From falling bookings to potentially vanishing robot cars, it’s all here in This Week in Rideshare!
Airbnb said bookings on its platform fell by 72% in April from the year before. But, in June through September, the company said it began to see a rebound with bookings down around 20% from the year prior. To mitigate those losses, Airbnb laid off 1,900 employees, 25% of its staff, in May. It also raised $2 billion in debt funding in April.
It looks like Uber may be ditching its self-driving division. New York Post explains:
Just last year, Uber’s ATG had raised $1 billion at a $7.25 billion valuation. But the business arm has struggled to make meaningful advances, and faces intense competition from Alphabet-owned Waymo and Apple’s autonomous vehicle efforts.
Lyft cranks up its safety features after partnering with ADT. The Rideshare Guy explains:
Lyft is stepping up their commitment to safety for drivers and passengers alike by rolling out Emergency Help, supported by ADT to 100% of drivers and riders nationwide on Wednesday, Nov. 18, 2020.
Within the Lyft driver app, a driver would simply click the down arrow in the upper right-hand corner, choose “Get emergency help” from that menu, and swipe to activate to have ADT call them while notifying 911.
It looks like Lyft is getting hungry…for its own Uber Eats. Sfist.com explains:
But Lyft thinks they have a solution in offering lower delivery fees, or maybe even no fees at all.
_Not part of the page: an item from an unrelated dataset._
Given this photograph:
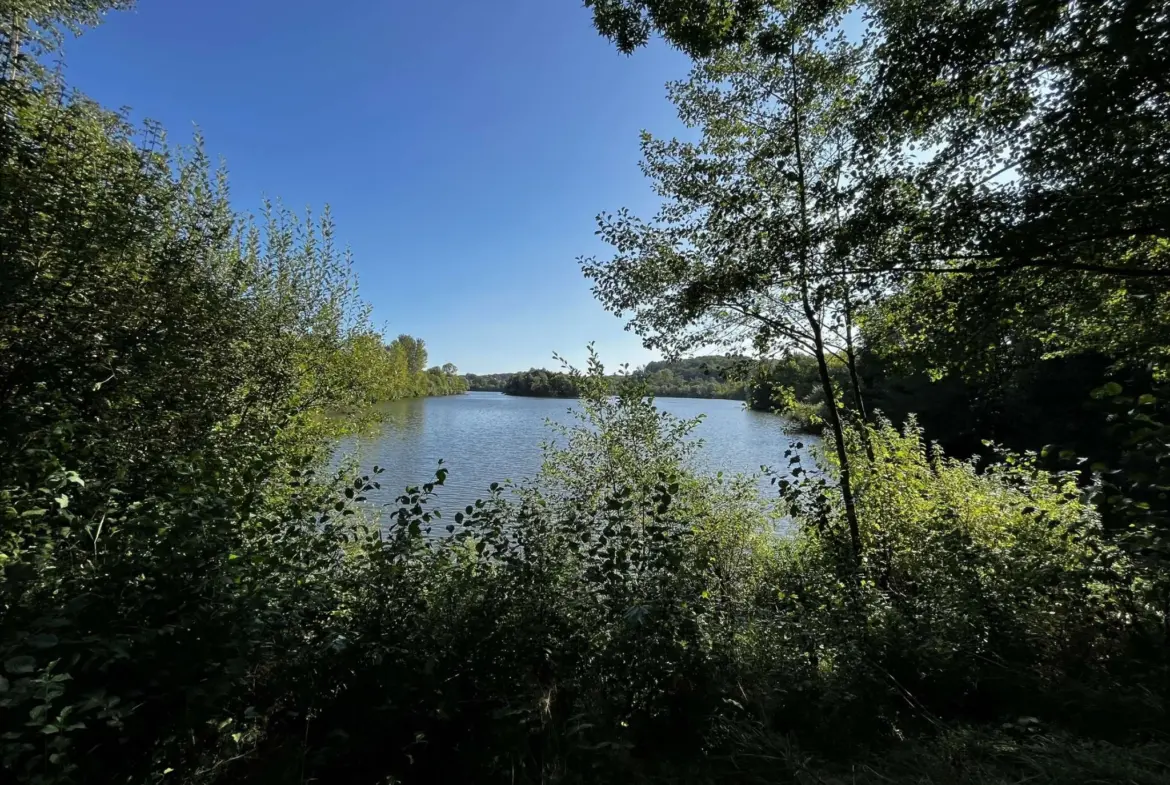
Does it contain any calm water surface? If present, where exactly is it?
[340,392,815,509]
Restaurant trade publication Restaurant Dive quotes Lyft co-founder and president John Zimmer as saying, “What’s happening to restaurants in the time like this, when they sell food on a platform, like Uber Eats, they get charged 20% to 30%, they lose 20% to 30% of their revenue to that platform.” Zimmer offered little detail, though, on how Lyft’s food delivery knockoff would be cheaper.
Spokespeople for Uber, Lyft, Instacart and DoorDash confirmed to CNET that the companies are planning to bring their Proposition 22 model nationwide, saying that’s what gig workers want.
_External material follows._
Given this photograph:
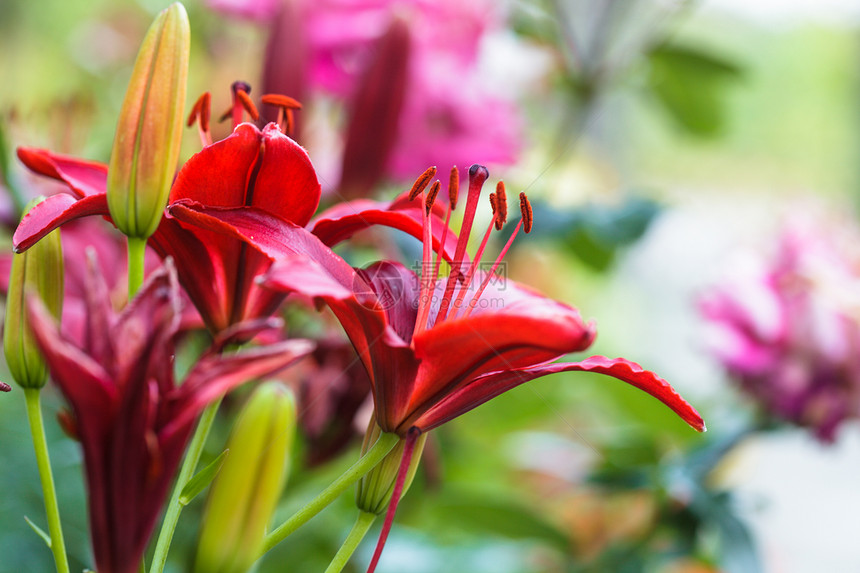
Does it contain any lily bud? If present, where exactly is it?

The emails to drivers like Schaal represent just one element of Uber’s broader strategy to go countrywide. In August, the company published a white paper outlining “priorities for industry and government action” on gig worker classification state by state. That same month, Uber released findings from a nationwide survey it commissioned on what drivers and voters think about workers being classified as independent contractors. The company has also hired a record number of federal lobbyists and created an information portal for drivers titled “Together, we can reinvent independent work.”